In Moscow, he said he found most of the old paintings rolled up under the beds of old widows: buried and forgotten in the family trash. He further stated that these were done by artists who had stayed true to their artistic vision, very often, at a terrible cost.
He would approach living artists, telling them he was the curator of an art museum and would put their works on display for them. After giving them scraps of paper as IOU’s, he would leave with their masterpieces. The artists were seldom paid but their work has survived and is now openly viewed by thousands of people. Despite the pictures’ high values today, they probably thought it was worth it.

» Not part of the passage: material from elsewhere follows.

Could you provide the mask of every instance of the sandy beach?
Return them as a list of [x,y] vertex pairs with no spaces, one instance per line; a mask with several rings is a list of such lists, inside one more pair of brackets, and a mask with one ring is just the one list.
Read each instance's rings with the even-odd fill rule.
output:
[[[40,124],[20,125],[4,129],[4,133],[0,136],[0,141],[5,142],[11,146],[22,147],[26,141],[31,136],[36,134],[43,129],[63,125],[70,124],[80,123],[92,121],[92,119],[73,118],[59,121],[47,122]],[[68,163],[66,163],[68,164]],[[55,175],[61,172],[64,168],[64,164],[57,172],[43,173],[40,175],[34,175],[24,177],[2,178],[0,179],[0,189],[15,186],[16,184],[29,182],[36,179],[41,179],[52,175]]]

Impressed by the marvellous collection that Savitsky had created, the head of Soviet Karakalpakstan, committed to subsidize him if he opened a museum. This was set up in 7 rooms in a library in 1967. The current, large, modern building,  which is called the ‘Igor Savitsky Museum of Art,’ was built in 2003.

Igor Savitsky died, just short of his 70th birthday in 1989.  His death was due to the constant inhalation of fumes from the cleaning agents which he used to restore bronze objects. Sadly, it was passion for Art that indirectly killed him. His epitaph reads: ‘To the Genius Saviour of Beauty from Grateful Descendants.’

Today there are more than 40,000 works on display in the museum, almost all collected by Savitsky. It is chock full of previously banned masterpieces which, if not for him and his passion, would never have been able to enchant art lovers with their incredible beauty. The museum represents the spirit and power of art and creativity, to express itself and flow forth even against oppressive tyranny. Anyone who loves Art should try and visit the land of tender and beautiful deserts and seek out this outstanding museum.